市川崑監督、久慈あさみ主演の白黒、新東宝映画。
久慈は浅草の踊り子だが、劇場の閉鎖で失業してしまう。友人と食堂へ行って文無しにも拘わらず、好き放題に注文する。食後、久慈は銀行家の森雅之に電話して来てもらう。彼は会議を放り出し、久慈の元へ来る。彼は結婚する気はないが久慈を恋人にしたい気でいる。久慈は内心で彼との結婚を望んでいる。森は自信家で自分は何でも望むことを実現して来たと言う。無名な者がいたとしても一流の有名な芸術家にして見せると豪語する。
久慈はそれを聞き、日比谷公園で若い画家を見つける。この青年に好意を見せ、森の気を引く作戦に出る。個展を開いてみせると画家に告げるが信用されない。森を通じてその無名画家の個展を銀座で開く。画家は驚き久慈に感謝する。しかしながら誰も客は来ない。

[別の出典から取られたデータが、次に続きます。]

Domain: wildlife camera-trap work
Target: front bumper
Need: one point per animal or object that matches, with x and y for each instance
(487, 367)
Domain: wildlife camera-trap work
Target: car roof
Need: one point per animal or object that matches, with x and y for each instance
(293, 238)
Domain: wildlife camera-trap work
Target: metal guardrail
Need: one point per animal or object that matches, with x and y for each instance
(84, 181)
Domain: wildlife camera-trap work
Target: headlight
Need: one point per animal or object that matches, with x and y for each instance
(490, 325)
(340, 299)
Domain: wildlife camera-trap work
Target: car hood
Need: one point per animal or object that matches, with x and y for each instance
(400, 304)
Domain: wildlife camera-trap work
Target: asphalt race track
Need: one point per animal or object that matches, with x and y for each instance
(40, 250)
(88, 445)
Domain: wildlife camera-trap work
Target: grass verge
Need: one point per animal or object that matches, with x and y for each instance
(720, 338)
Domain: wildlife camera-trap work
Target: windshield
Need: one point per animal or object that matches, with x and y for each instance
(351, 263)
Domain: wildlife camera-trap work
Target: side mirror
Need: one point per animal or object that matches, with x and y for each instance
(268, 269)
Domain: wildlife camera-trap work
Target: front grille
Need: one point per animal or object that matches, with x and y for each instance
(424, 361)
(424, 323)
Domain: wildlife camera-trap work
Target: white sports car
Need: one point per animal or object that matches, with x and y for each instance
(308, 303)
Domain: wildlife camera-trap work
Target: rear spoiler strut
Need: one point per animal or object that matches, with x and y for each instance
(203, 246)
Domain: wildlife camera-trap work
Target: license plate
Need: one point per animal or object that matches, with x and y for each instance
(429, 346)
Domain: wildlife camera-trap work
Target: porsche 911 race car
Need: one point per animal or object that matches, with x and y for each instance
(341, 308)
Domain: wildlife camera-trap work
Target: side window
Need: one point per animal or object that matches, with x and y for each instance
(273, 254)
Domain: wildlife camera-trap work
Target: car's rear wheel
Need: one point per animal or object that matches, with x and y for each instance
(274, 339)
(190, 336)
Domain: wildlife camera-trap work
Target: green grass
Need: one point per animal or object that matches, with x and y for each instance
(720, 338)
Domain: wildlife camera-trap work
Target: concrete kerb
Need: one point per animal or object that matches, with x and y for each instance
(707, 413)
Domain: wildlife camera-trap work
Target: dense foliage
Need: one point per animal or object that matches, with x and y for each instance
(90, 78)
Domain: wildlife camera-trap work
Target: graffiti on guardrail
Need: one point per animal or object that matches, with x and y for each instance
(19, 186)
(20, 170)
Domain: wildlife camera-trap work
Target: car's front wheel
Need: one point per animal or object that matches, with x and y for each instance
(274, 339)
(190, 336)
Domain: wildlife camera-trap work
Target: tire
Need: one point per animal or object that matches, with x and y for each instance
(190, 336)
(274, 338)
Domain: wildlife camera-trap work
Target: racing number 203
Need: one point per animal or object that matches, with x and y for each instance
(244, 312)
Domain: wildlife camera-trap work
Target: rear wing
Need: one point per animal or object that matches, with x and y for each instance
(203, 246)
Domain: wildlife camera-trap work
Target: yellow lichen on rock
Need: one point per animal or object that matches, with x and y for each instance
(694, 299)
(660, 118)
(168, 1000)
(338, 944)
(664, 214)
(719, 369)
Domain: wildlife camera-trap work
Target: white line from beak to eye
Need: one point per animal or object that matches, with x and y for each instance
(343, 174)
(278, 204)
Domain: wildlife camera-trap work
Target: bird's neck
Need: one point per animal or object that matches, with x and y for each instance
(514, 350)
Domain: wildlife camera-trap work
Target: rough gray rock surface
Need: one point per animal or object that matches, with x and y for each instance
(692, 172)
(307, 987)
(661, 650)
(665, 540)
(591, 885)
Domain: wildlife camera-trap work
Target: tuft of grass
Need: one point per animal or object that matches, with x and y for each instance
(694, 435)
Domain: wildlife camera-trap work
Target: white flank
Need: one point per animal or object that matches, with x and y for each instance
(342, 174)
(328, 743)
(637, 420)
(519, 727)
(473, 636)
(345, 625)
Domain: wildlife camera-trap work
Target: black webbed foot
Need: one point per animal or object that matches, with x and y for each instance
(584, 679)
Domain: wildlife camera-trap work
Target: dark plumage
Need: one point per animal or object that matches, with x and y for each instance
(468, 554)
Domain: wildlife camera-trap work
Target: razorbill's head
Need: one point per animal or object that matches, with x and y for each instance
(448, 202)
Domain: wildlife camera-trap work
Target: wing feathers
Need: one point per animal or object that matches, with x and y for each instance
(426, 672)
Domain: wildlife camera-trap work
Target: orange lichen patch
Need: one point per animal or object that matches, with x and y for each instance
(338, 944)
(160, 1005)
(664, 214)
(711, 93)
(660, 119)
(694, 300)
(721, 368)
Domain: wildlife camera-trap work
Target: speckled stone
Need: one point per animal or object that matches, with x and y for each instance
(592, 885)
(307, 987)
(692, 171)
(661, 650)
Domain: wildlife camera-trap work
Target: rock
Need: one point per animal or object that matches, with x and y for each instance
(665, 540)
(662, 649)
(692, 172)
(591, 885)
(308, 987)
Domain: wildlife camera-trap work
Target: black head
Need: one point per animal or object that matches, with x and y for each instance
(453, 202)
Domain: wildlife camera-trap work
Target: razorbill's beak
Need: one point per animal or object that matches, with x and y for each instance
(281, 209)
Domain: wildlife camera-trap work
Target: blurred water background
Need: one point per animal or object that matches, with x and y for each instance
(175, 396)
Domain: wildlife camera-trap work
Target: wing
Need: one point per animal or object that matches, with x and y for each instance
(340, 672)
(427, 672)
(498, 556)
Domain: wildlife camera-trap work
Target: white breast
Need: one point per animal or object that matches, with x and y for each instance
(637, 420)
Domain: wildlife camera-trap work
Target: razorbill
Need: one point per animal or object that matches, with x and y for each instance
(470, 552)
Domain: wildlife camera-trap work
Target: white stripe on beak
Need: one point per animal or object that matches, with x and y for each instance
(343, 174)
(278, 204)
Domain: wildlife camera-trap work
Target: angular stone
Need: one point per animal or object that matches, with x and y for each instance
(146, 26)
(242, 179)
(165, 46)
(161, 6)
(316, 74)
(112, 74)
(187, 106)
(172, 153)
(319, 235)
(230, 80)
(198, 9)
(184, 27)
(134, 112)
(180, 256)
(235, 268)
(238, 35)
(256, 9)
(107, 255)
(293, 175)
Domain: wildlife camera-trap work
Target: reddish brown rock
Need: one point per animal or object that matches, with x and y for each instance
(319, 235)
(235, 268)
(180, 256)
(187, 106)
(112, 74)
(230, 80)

たまたま店の主人や高名な評論家(志村喬)の意見を耳にし絶望する。これを知った久慈はまた森を動かし、評論家を買収し、天才現わると新聞で喧伝する。
すっかり有名画家になった青年は天狗になる。しかし最後は真相を知る。それまで凡てを投げ打ち一からやり直すつもりになる。久慈も純粋な青年に惹かれ一緒になる気になる。
その間彼の描いた絵のうち本当に傑作と言えるものが発見される。
初期の市川崑らしく映画の最初のタイトル部分でも登場人物にアイラブユーを言わせるなど新鮮な工夫をしている。